Non sono soltanto i Boeing 737 Max 8 a usare un software sospettato di aver provocato gli incidenti in Etiopia e Indonesia che hanno ucciso oltre 300 persone tra cui otto cooperanti italiani. Anche quattro aerocisterne KC-767A dell’Aeronautica militare ne sono dotate, ma non risulta che lo Stato Maggiore abbia adottato alcuna misura cautelare per evitare che si possano ripetere incidenti analoghi. Interpellato dal Fatto, lo Stato Maggiore ha confermato che i tanker di Boeing operati dall’Aeronautica italiana hanno un sistema Mcas (Maneuvering Characteristics Augmentation System). Tuttavia, l’architettura, l’implementazione e l’interfaccia pilota del Mcas del Boeing 767 Tanker differiscono da quelle del 737 Max. Ma non specifica se siano state adottate delle precauzioni particolari.
L’Aeronautica Usa, che impiega Mcas sui nuovissimi KC-46, appena entrati in servizio dopo un travagliatissimo sviluppo, ha deciso di adottare un atteggiamento prudenziale ordinando che i piloti ricevano uno specifico addestramento per le procedure di emergenza e si esercitino al simulatore. Dopo l’incidente al Boeing della Ethiopian Airlines nel quale morirono 157 persone, è stata disposta la messa a terra di tutti velivoli con l’Mcas. La dinamica dell’incidente era la stessa che aveva provocato la caduta di un 737 inabissatosi nel mare di Giava con 189 persone. Fino a qualche giorno fa si pensava che il sistema Mcas fosse montato solo a bordo di due modelli di 737 Max. Si scopre adesso che ne sono dotate anche le cisterne volanti derivate da un aereo più grande, sempre Boeing, il 767. Un aereo dalla vita travagliata.
L’Aeronautica italiana ne aveva ordinati quattro all’inizio del 2002 per una spesa di oltre un miliardo di dollari. L’ordine era stato dichiarato urgentissimo perché i quattro aerei, ribattezzati KC-767A, avrebbero dovuto sostituire altrettante cisterne giunte al termine della vita operativa. Ma il 767 entrò in servizio soltanto nel 2011, quasi dieci anni più tardi. Boeing non riusciva a risolvere gravi problemi di turbolenza provocati dai dispositivi per il trasferimento di carburante dall’aerocisterna ai velivoli riceventi. Fu forse per questo che sugli aerei italiani vennero installate le prime versioni del sistema Mcas, progettato proprio per migliorare la gestione dell’inviluppo di volo.

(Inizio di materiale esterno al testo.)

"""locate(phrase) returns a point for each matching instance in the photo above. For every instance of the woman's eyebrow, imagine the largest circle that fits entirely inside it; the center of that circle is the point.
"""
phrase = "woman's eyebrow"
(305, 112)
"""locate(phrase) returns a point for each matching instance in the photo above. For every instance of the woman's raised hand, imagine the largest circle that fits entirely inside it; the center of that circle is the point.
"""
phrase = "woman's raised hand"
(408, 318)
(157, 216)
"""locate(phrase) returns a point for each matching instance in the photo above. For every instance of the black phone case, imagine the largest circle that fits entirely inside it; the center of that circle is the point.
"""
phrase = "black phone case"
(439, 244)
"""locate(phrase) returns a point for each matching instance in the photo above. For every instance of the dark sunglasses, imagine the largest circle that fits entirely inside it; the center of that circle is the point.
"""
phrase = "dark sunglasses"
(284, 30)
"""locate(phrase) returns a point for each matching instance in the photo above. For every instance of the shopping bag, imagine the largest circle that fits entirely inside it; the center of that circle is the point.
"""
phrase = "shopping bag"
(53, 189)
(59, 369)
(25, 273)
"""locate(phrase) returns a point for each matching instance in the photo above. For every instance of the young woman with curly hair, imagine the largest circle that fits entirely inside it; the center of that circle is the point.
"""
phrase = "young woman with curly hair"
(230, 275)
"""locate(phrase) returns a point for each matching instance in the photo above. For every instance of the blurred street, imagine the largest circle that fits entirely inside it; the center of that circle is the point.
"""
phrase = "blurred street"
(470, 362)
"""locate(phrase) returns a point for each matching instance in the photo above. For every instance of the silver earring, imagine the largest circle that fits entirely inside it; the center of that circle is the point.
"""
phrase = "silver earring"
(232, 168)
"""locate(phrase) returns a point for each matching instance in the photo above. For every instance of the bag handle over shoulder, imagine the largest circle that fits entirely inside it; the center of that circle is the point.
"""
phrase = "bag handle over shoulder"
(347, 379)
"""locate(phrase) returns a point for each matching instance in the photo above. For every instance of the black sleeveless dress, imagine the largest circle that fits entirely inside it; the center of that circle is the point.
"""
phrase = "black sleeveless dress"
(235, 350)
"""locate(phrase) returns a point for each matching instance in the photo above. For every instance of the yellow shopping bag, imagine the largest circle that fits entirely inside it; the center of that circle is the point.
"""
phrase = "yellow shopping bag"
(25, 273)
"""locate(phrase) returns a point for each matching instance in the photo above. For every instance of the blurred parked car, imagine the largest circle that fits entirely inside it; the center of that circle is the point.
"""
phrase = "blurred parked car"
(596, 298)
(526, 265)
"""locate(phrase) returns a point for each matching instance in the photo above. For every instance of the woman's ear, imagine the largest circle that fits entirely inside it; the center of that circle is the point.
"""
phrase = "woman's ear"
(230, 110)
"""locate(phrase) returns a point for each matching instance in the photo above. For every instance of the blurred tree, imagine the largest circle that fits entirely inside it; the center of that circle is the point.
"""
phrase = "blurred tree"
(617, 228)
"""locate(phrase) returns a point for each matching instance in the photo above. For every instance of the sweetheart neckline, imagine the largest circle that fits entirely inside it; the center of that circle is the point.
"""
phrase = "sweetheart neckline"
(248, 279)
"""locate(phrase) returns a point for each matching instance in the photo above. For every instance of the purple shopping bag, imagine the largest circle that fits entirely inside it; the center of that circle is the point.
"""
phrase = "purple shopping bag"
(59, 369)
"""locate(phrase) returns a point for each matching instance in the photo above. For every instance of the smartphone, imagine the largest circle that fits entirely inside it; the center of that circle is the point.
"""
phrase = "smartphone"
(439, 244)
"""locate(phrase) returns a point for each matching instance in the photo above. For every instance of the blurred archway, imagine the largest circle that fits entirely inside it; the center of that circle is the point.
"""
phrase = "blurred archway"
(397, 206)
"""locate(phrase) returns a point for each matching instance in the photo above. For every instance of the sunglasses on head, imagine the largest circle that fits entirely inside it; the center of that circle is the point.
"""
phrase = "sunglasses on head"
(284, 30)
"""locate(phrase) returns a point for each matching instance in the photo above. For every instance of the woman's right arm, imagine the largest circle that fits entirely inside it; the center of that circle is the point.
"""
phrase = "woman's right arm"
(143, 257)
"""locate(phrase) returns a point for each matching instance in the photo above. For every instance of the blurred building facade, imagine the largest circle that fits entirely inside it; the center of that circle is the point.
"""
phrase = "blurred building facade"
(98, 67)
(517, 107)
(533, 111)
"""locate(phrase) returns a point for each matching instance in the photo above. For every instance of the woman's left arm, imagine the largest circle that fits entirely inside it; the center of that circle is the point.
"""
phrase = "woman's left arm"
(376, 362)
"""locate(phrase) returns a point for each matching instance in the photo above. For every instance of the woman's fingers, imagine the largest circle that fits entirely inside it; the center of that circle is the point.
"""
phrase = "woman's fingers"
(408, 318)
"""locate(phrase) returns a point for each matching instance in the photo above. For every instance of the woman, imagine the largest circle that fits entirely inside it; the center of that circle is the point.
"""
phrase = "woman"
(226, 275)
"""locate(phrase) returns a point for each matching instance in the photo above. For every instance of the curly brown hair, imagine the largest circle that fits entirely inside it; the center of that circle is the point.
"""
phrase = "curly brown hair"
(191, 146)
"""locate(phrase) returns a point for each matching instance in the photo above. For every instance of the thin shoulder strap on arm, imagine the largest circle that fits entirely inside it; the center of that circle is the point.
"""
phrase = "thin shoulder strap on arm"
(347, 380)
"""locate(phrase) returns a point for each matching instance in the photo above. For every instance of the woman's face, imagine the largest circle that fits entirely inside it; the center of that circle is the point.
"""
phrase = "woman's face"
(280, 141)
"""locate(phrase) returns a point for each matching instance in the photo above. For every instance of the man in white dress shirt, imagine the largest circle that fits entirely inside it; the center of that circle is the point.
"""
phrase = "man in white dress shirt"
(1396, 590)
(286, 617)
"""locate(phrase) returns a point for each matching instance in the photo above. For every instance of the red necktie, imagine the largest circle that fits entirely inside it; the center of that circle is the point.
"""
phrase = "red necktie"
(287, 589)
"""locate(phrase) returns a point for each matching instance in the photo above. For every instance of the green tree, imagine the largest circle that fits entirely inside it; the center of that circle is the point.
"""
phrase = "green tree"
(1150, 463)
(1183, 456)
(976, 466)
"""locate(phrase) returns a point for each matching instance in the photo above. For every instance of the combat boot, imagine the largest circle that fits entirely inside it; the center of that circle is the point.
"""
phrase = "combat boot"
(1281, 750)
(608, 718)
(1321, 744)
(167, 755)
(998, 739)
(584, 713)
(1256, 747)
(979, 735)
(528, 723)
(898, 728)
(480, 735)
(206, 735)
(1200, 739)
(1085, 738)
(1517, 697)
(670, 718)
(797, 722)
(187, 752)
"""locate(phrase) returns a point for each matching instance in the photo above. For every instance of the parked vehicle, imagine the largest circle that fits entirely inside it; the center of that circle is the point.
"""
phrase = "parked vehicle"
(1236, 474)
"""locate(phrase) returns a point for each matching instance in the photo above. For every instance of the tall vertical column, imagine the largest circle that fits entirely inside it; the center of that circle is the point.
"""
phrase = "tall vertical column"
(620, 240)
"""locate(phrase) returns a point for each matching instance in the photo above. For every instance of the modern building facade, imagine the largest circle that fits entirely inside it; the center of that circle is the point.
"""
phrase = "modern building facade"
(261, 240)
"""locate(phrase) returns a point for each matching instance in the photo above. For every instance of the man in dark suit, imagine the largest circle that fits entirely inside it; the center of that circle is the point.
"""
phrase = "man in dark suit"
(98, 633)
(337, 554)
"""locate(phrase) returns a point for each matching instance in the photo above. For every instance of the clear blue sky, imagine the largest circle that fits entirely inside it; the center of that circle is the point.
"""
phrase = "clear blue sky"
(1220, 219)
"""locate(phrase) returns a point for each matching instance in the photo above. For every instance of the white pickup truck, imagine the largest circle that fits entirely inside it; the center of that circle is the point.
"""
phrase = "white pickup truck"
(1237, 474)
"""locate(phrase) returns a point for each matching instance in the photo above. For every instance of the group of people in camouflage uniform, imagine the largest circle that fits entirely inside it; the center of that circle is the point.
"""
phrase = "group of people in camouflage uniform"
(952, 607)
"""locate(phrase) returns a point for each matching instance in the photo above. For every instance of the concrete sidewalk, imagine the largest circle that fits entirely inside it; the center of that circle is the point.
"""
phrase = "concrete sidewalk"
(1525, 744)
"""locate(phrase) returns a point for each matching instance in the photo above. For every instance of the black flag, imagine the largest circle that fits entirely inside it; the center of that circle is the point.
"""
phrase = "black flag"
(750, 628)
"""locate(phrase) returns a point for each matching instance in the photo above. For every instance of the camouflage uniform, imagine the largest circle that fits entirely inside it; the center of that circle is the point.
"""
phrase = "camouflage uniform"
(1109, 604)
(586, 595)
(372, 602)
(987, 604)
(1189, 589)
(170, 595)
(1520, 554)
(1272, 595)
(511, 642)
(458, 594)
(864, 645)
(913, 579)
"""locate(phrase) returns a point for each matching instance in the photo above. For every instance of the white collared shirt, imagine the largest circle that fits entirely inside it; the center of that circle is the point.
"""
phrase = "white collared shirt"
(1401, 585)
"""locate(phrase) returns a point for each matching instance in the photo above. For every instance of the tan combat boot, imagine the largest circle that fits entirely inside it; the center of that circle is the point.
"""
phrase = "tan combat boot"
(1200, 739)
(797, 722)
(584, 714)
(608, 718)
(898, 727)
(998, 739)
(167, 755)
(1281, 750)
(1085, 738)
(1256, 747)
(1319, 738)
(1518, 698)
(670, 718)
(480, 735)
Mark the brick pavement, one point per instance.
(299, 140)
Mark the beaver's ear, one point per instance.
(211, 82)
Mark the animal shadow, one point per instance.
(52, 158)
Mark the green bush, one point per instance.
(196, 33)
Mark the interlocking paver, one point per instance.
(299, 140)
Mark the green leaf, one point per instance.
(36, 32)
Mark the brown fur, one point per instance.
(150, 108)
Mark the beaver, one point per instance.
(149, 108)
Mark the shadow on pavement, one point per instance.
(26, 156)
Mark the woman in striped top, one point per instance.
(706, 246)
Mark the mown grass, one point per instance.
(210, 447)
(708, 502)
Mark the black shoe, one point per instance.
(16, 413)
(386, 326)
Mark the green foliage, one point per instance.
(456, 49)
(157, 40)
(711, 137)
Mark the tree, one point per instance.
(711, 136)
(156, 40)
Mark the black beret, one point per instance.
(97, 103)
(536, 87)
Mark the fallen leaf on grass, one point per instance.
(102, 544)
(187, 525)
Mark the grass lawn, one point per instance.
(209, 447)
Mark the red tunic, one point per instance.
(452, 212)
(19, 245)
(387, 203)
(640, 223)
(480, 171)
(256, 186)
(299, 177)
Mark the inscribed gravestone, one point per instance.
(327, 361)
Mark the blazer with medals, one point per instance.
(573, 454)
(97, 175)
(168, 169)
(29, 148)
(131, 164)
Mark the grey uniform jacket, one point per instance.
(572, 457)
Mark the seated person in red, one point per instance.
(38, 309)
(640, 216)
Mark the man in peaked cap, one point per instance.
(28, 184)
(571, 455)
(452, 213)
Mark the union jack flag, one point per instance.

Difficile dire se ci siano stati problemi provocati dal Mcas dei tanker. Di questi aerei ne esistono solo otto esemplari al mondo, i quattro italiani e quattro in servizio nell’Aeronautica giapponese.
I 737 “fallati” sono già più di 300, dunque statisticamente le probabilità di incidente sono infinitamente più alte. D’altronde la storia del tanker derivato dal 767 è piuttosto “avventurosa” per usare un eufemismo. Con alcuni piccoli e grandi “gialli”. Come ad esempio l’annuncio pubblicato dalla Rivista Aeronautica, organo ufficiale dello Stato Maggiore, sulla gara per le aerocisterne italiane vinta dalla Boeing battendo la competizione di Airbus.
Peccato che quando la rivista uscì la gara non fosse ancora stata fatta. Anche negli Usa l’aereo ebbe una vita piena di vicissitudini e alla fine non entrò mai in servizio. La competizione fu inizialmente vinta da Airbus, ma poi invalidata e assegnata a Boeing. Che non riuscì mai a produrre l’aereo per i troppi problemi. Una funzionaria del Pentagono responsabile delle trattative con Boeing, Darleen Druyun, fu anche riconosciuta colpevole di aver favorito il gigante aeronautico e fu condannata a 16 mesi. Da notare che a parte Italia e Giappone, in tutte le altre aeronautiche del mondo, gli aerei rifornitori sono Airbus. Solo da tre mesi anche la United States Air Force ha ricevuto dei tanker della Boeing, i KC-46 Pegasus, con oltre tre anni di ritardo rispetto alle previsioni. Anche questi montano il Mcas.